Drawing on European Union Regulation of 2016 on the protection of natural persons with regard to the processing of personal data and on the free movement of such data, in concurrence with Justice Chandrachud, he has directed ‘the State must ensure that information is not used without the consent of users and that it is used for the purpose and to the extent it was disclosed’.

Drawing on the findings of the government’s Group of Experts on privacy under the chairmanship of Justice A P Shah, he observed, ‘The concerns about privacy have been left unattended for quite some time and thus an infringement of the right of privacy cannot be left to be formulated by the legislature’.

It is noteworthy that he concurred with the view that the majority judgment in the case of ADM Jabalpur vs Shivkant Shukla ‘was an aberration in the constitutional jurisprudence of our country and the desirability of burying the majority opinion ten fathom deep, with no chance of resurrection’.

Having taken this position, this otherwise good order seems to display its imperfection from the philosophical point of view when Justice Kaul deviates to say, ‘However, no right is unbridled and so is it with privacy.’

He goes on to say that while ‘the right of an individual to exercise control over his personal data and to be able to control his/her own life would also encompass his right to control his existence on the internet’, but adds ‘needless to say that this would not be an absolute right’.

He reiterates, ‘The right to privacy as already observed is not absolute’ by referring to ‘national security’ and ‘public interest’.

While these words have the meaning which the State gives to them, in exceptional circumstances, reasonable restrictions have compelling logic but such restrictions cannot be made applicable indiscriminately.

Exceptional circumstances cannot make an absolute natural right less absolute for ‘we, the people’.

In ADM Jabalpur case, a majority of four judges of the court (with Justice H R Khanna dissenting) held that: ‘Liberty is confined and controlled by law, whether common law or statute.
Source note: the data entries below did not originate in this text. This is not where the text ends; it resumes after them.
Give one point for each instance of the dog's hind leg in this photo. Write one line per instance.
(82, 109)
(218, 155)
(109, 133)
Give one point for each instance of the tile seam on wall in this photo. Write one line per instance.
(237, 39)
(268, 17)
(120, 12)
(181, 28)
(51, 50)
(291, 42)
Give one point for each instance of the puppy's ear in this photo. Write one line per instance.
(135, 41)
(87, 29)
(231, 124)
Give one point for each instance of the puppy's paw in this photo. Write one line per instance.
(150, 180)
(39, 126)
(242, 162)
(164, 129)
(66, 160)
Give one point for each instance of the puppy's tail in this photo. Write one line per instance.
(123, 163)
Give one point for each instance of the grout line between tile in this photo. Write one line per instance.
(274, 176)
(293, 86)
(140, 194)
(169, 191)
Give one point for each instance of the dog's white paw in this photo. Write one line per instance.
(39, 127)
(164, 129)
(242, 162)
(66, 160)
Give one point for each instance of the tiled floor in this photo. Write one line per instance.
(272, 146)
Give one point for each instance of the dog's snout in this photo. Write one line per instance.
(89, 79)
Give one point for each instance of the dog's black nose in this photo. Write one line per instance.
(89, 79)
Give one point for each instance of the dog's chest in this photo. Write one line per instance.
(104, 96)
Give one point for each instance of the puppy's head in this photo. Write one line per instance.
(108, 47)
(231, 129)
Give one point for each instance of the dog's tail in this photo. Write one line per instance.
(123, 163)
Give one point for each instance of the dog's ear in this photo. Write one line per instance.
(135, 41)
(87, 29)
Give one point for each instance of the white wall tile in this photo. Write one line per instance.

It is in the words of Burke a regulated freedom. It is not an abstract or absolute freedom’, incorrectly assuming that the Constitution was the sole repository of the right to life and liberty.

Given the fact this verdict has been overruled and needs to be ‘ten fathom deep, with no chance of resurrection’, how can it be inferred that right to privacy as part of right to life and personal liberty is not an absolute right?

Human life is a gift of privacy of our ancestors, our mother and father. Will human beings dare say to their parents that they do not have an absolute right of privacy?

Will Mother India tell her children that they must be exposed to public at large like animals? Who will have the heart to their children and grandchildren that they do not have this right?

The Centre — through the then attorney general, several state governments like Haryana, Maharashtra and Rajasthan, the UIDAI, the Telecom Regulatory Authority of India and Vidhi Centre for Legal Policy — showed the audacity to do so. But have been roundly repulsed by the Supreme Court for their questionable stance.

But now that the Constitution Bench has unequivocally held that ‘the judgments rendered by all the four judges constituting the majority in ADM Jabalpur are seriously flawed. Life and personal liberty are inalienable to human existence’, it follows that right to privacy being an intrinsic part of it is an absolute right, subject to deviation only in rare and exceptional circumstances.

There is a compelling logical compulsion to recognise it to be so in the era of ‘de-privacy’ to prevent permanent destruction of the quietude and serenity of the human mind.